Hi Hilmar,
One more question regarding this issue. If you remember I am searching invoice records for a specific account# and that have a total > 0.00.
I was going to try to make a composite index on these 2 fields and check the speed. I'm not sure the best way to set up this new index.
Any ideas,
Paul
>Nancy,
>
>Perhaps there was a small misunderstanding here. I was
not talking about filtered indices (example: index on clientcode for not deleted()", but about indices whose expression was "deleted()"; example: index on deleted() tag deleted. Some users (myself included) used to create this index for all tables, in the erroneous belief that this would increase optimization - it does, but only in the sense of "complete Rushmore Optimization", which, as we have seen, is not always the most efficient thing.
>
>Example:
>
>set deleted on
>select ... for ClientCode = "123"
>
>
>The expression which VFP
really evaluates is: for ClientCode = "123" and not deleted(). If there is an index on deleted(), VFP will use it - whether it makes sense or not. In this case, it doesn't: probably, when evaluating the expression deleted(), more than 90% of the keys will have to be fetched from the index. This is slow, especially over a network.
>
>
>One more point, which I had forgotten: you can sometimes speed things up with composite indices.
>
>Instead of:
>
>select ... for ClientCode = "123 " and Country = "Bolivia "

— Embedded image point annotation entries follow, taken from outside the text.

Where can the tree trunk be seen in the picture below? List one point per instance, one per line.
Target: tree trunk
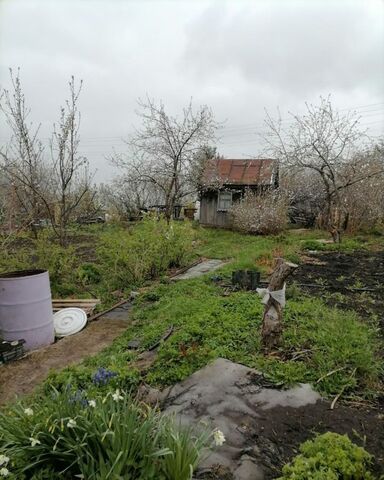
(272, 326)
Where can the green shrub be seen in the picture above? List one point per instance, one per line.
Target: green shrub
(145, 252)
(60, 262)
(329, 457)
(70, 434)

>* Indices exist on ClientCode and Country
>
>
>You might use an expression like:
>
>select ... for ClientCode + Country = "123 Bolivia "

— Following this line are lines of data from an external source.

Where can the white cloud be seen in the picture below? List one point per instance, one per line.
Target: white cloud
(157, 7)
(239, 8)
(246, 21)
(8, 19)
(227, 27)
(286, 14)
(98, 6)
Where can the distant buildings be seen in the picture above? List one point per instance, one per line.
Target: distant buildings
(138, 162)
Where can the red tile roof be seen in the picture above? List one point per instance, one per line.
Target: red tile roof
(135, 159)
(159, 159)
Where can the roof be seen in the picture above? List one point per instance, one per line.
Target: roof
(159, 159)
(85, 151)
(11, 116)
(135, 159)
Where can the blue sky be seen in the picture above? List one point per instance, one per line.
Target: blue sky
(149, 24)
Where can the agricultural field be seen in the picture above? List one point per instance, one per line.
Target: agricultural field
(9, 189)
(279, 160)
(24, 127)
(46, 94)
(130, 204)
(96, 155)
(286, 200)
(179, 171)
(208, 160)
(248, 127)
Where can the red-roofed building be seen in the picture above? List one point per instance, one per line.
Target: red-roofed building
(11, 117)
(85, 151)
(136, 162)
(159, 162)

>* An index exists on ClientCode + Country
>
>
>In some cases, only a single record will be fetched directly from the index! This is much faster, for VFP, than getting, say, 30 records for the first part of the expression, 50 records for the second part, and then building and ANDing the bitmap!
>
>Creating the additional index is only worthwhile if you frequently access data on one specific set of criteria.
>
>
>And yes, I use surrogate keys almost exclusively. If a filter exists on an index, the index will
not be used for Rushmore Optimization - this may be good, or bad, as we have already seen. Candidate indices (ClientCode, InvoiceNumber) must still be filtered; if you need an index for Rushmore Optimization, you may want to have two: one (filtered) for checking uniqueness, another (non-filtered) for Rushmore Optimization.
>
>Regards, Hilmar.
>
>>Hilmar-
>>
>>
>>>Remember, too, *not* to include any index on the expression deleted(); this will also return too many records.
>>
>>I really enjoyed your very lucid discussion of optimization. Just a small quibble. If people have a filter on DELETED() on the PK index, then they should have an index on Deleted(). Which can cause the problems you point out.
>>
>>All the more reason to use surrogate keys...one doesn't need the deleted() filter.